What part of performance/online marketing do people usually underestimate?

I think the more fundamental, humane parts of marketing get neglected. Things like customer research, messaging, and also cross-functional aspects such as creating feedback loops between marketing and other functions such as sales and Customer Success.

These parts usually don’t have an immediate impact and are not concretely measurable (at least in the short term), but these things make or break the whole marketing organization in the long run.

Of course working with new marketing technologies, having solid attribution systems, and working with different performance marketing channels are necessary to generate leads, but if you neglect the most fundamental principles of marketing that are tied to psychology and human interactions, nothing’s gonna sustainably work. Even your career as a performance marketer will be in danger, because more and more day-to-day operations are getting automated, either by new marketing technologies or advancements in AI and machine learning.

Your job involves a lot of experimentation. What is the typical process and decision-making in choosing and setting up experiments?

It’s always said that marketing is a mixture of art and science, and this is the science part.

It’s gotten even more streamlined with developments in Agile Methodologies, borrowed from engineering and product teams. Basically, instead of betting on big shots blindly, we try to break down ideas into smaller projects, to enable us to make judgments based on real customer feedback, not our feelings. Implementing Agile in your marketing project management processes enables you to learn fast and iterate, therefore it minimizes risk and also speeds up your organizational learning curve.

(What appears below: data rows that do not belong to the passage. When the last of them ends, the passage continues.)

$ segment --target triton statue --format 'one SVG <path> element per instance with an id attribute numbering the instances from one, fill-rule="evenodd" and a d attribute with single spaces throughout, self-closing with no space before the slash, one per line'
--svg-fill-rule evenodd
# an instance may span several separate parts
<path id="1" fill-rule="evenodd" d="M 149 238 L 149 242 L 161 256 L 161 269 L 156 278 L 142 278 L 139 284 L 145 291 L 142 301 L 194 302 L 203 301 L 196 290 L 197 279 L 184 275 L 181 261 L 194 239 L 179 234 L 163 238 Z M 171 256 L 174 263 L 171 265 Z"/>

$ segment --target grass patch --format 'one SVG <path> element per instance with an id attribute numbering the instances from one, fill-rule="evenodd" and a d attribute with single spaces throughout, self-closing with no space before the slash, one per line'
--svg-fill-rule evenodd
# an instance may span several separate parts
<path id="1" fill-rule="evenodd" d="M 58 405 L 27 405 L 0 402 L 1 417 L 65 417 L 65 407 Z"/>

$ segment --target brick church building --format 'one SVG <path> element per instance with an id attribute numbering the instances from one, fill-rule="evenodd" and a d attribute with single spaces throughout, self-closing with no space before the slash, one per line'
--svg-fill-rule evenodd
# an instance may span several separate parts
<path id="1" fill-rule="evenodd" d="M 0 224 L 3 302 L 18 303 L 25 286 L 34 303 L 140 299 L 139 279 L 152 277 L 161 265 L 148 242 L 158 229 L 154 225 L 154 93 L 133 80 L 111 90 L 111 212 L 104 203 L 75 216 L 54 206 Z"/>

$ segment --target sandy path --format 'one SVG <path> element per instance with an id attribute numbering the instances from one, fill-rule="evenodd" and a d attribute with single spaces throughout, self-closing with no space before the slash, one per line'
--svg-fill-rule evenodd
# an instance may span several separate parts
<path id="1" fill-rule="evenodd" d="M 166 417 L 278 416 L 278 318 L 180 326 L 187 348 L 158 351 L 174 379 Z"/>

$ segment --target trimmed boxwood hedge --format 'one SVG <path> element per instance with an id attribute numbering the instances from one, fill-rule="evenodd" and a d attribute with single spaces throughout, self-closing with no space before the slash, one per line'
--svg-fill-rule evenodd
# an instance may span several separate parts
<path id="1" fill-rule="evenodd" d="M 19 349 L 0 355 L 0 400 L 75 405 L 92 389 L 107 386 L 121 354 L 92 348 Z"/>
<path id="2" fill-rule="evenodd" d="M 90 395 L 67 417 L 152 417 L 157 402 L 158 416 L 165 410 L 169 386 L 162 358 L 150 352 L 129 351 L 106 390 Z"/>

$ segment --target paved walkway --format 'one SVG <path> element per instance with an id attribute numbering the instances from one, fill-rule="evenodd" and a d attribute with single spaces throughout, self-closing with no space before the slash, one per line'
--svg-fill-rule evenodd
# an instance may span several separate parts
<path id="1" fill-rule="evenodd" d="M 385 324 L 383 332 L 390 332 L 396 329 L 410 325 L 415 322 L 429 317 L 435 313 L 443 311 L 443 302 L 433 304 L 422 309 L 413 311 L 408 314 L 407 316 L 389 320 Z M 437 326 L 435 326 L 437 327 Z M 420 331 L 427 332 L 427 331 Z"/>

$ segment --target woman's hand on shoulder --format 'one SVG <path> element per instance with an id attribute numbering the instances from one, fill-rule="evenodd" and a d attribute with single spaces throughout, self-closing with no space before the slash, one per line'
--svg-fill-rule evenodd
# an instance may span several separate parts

The process starts with research and ideation and that should quickly turn into hypotheses. Experiments are done in order to validate hypotheses. If they fail, we learn something doesn’t work, and we’ll try to understand the reasons behind it. So every failure is a success on its own. If experiments don’t fail, we’ll celebrate and double down on our wins.

Our MotionTools Values are Empowerment, Collaboration, Mastery and Impact. If you had to pick one, which and why?

I would choose impact. I believe, if I don’t have an impact on the world, my existence is under question.

I like to have an impact on people. Marketing in itself has this core philosophy of creating change in people’s behavior. If people are not aware of something incredible, it simply doesn’t exist.

My goal is to make this impact through my skills, career, and the organization I work in. The exciting fact about creating impact is that it’s never-ending. There is no limit but your resources. You can always increase your impact on your surroundings, and maximizing that impact with the limited resources requires knowledge and understanding at first, and drive and action secondly.

What makes working in a startup in performance marketing different than in a larger corporation?

In larger corporations, you usually have performance baselines and goals to improve them further ahead and scale. The roles are very specialized, every performance marketer works in a specific area. Also, it’s way more organized, because processes have been built at least to some degree.

In startups, there are no baselines. You can’t make use of accumulated data over years to see what’s going on. There’s nothing, and you need to make something out of nothing. There are things that are being handled manually and no processes govern them. It’s in the nature of startups. [highly recommended read: Paul Graham (founder of Y Combinator) on doing things that don’t scale.] This leaves you with lots of ambiguity, and you need to rely on your gut feeling a lot, which is an irony because people think performance marketing is all about data, but it happens a lot that you don’t have any.

Regarding the roles, startups give a more holistic perspective to marketers, because they have to handle many aspects of marketing themselves, from research, ideation, execution, analysis, stakeholder management, and many more.

If you could give one tip to your younger self what would it be?

I wouldn’t interrupt, because that would change where I’m currently standing.